Age confirmed for 'Eve,' mother of all humans - edw519
http://www.msnbc.msn.com/id/38786481/ns/technology_and_science-science/

======
btilly
The research is interesting, but I have to register strong disagreement with
Marek Kimmel's comment that _the age of the mitochondrial Eve is always less
than the age of the true, first female modern human._

If the defining characteristics that define "modern human" arose outside of
the mitochondria (which is very likely when you consider evolutionary
adaptation happens far faster with traits that have sexual recombination),
then those characteristics can easily arise and spread through the population
without strongly selecting for or against any particular mitochondrial line.
Therefore there is little logical relationship between how far back the
speciation event was, and when the mitochondrial 'Eve' happened.

That said, the theory of punctuated equilibrium predicts that speciation tends
to take place in small, isolated populations that are a potential
mitochondrial bottleneck as well.

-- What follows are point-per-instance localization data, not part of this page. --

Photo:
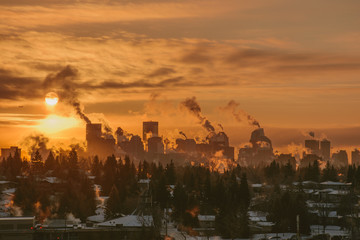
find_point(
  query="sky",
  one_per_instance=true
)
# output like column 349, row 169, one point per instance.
column 292, row 65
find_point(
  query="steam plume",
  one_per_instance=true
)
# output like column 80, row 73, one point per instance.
column 182, row 133
column 240, row 114
column 35, row 142
column 192, row 105
column 63, row 83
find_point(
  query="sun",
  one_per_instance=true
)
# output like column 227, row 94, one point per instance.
column 51, row 99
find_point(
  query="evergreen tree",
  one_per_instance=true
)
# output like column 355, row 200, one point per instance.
column 114, row 203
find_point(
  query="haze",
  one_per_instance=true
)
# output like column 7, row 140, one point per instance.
column 293, row 65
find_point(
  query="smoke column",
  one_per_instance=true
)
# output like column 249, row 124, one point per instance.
column 182, row 133
column 63, row 83
column 35, row 142
column 194, row 108
column 240, row 114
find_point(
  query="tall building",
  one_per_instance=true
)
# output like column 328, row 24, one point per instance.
column 355, row 157
column 340, row 159
column 325, row 149
column 313, row 146
column 150, row 129
column 96, row 143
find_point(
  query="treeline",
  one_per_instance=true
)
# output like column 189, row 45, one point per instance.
column 188, row 191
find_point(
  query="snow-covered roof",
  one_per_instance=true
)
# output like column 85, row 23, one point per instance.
column 265, row 224
column 144, row 181
column 129, row 221
column 338, row 192
column 52, row 180
column 16, row 218
column 206, row 218
column 96, row 218
column 257, row 219
column 10, row 190
column 305, row 183
column 335, row 183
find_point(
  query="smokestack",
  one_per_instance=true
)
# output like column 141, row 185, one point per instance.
column 193, row 107
column 63, row 83
column 182, row 133
column 240, row 114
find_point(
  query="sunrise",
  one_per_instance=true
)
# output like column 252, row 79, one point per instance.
column 178, row 119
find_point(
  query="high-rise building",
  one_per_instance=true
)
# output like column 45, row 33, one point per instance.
column 340, row 159
column 355, row 157
column 96, row 143
column 150, row 129
column 312, row 145
column 325, row 149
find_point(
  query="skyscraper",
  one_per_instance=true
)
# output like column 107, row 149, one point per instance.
column 312, row 145
column 325, row 149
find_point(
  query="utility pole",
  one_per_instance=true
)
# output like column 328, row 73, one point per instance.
column 298, row 226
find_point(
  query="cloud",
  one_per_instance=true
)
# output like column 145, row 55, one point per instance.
column 13, row 87
column 164, row 71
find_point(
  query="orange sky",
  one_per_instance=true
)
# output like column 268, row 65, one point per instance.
column 293, row 65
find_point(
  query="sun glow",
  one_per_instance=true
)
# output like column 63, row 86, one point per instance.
column 54, row 123
column 51, row 99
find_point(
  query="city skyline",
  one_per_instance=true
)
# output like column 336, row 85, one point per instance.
column 294, row 71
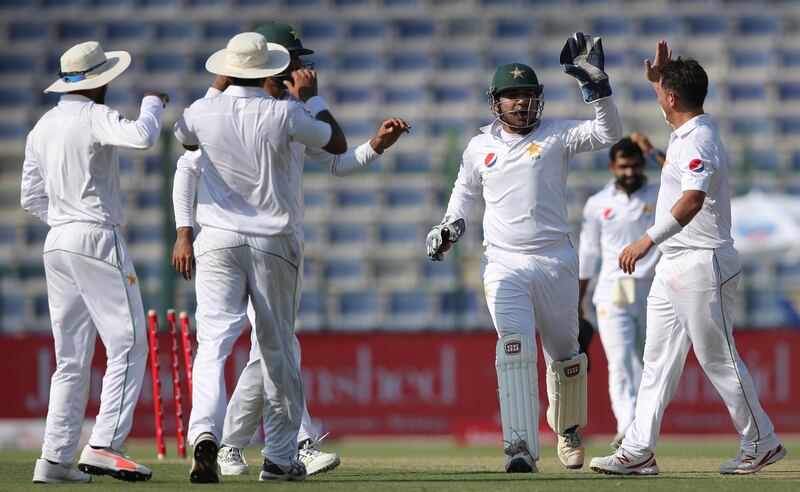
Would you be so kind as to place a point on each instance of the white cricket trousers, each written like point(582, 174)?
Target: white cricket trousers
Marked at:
point(92, 288)
point(246, 406)
point(690, 305)
point(232, 268)
point(527, 293)
point(622, 333)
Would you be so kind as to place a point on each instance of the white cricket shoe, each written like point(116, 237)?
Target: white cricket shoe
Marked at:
point(624, 463)
point(617, 442)
point(107, 461)
point(316, 461)
point(231, 461)
point(521, 462)
point(204, 460)
point(570, 448)
point(748, 462)
point(273, 472)
point(46, 472)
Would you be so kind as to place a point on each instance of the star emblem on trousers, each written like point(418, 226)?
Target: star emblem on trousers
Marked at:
point(533, 149)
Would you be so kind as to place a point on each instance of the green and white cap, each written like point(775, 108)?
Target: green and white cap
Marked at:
point(285, 35)
point(514, 76)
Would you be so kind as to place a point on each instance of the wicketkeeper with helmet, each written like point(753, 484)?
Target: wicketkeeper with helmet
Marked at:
point(519, 164)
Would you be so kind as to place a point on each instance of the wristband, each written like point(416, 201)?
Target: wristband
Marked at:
point(316, 105)
point(664, 229)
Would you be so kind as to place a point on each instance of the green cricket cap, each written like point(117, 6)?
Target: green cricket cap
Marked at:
point(514, 76)
point(284, 35)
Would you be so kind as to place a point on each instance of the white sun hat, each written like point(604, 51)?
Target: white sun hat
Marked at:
point(87, 66)
point(249, 56)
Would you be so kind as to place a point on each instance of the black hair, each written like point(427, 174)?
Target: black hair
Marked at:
point(686, 78)
point(626, 148)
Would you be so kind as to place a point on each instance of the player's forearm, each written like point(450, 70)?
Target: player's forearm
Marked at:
point(183, 190)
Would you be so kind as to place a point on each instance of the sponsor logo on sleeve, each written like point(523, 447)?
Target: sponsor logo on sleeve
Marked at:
point(513, 347)
point(696, 166)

But that bottleneck is not necessarily going
to lead to a mitochondrial 'Eve'. And when the new species spreads out, it may
breed true but it is not necessarily entirely reproductively isolated. That
could reintroduce old mitochondrial lines. See, for instance,
<http://news.bbc.co.uk/2/hi/science/nature/8660940.stm> for a description of
recent evidence that _homo sapiens_ bred with Neanderthals, long after those
two had diverged in different directions.